May 24, 2013 - 11:36 AMT
Obama nominates Victoria Nuland for assistant secretary of state

U.S. President Obama on Thursday, May 23 nominated Victoria Nuland, a State Department official involved in the editing of the administration's talking points on Benghazi, to be the next assistant secretary of state for European and Eurasian Affairs, Politico reports.

Nuland, a career foreign service officer who was until recently State's top spokesperson, had long been expected to be nominated the post to replace Philip Gordon, who Obama picked to serve as Middle East coordinator for the National Security Council.
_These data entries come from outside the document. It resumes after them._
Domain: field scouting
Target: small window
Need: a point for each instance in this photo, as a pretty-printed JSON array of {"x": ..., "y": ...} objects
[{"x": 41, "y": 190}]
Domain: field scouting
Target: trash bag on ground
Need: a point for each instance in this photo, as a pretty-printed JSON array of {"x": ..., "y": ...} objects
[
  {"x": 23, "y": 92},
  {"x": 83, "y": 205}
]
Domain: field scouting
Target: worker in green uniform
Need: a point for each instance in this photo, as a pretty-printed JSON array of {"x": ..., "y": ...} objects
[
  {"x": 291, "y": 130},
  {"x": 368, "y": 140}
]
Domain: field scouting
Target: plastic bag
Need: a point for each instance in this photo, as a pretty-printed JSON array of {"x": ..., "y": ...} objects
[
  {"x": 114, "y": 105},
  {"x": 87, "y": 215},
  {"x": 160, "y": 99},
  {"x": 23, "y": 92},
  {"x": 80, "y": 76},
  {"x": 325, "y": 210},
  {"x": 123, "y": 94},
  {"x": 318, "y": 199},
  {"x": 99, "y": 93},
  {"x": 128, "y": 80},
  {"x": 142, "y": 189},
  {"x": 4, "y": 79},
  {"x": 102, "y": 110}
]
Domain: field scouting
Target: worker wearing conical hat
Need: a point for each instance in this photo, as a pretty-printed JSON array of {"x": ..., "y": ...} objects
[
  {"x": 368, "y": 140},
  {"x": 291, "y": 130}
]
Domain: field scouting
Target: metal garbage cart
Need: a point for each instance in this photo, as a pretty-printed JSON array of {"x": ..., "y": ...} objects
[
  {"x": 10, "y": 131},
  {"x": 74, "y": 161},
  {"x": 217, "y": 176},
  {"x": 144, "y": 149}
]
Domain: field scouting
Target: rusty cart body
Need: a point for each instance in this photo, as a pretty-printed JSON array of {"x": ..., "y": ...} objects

Nuland's nomination -- which requires Senate confirmation -- could come under scrutiny from Republicans who see her as playing a central role in shaping the talking points that UN Ambassador Susan Rice used when she appeared on Sunday shows several days after the attack on a U.S. diplomatic facility in Benghazi, Libya, that left four Americans dead.

Emails show that Nuland had "serious concerns" about an early draft of the talking points, and conveyed the State Department's wishes that references to Al Qaida and the CIA’s warnings about the dangers to U.S. diplomats in Libya removed from the document.

Jen Psaki, who was the Obama campaign's traveling press secretary in 2012 and who's seen as a top contender to take the podium at the White House, has replaced Nuland as the top State spokesperson. After a few months of preparation, she conducted her first on-camera press briefing last week.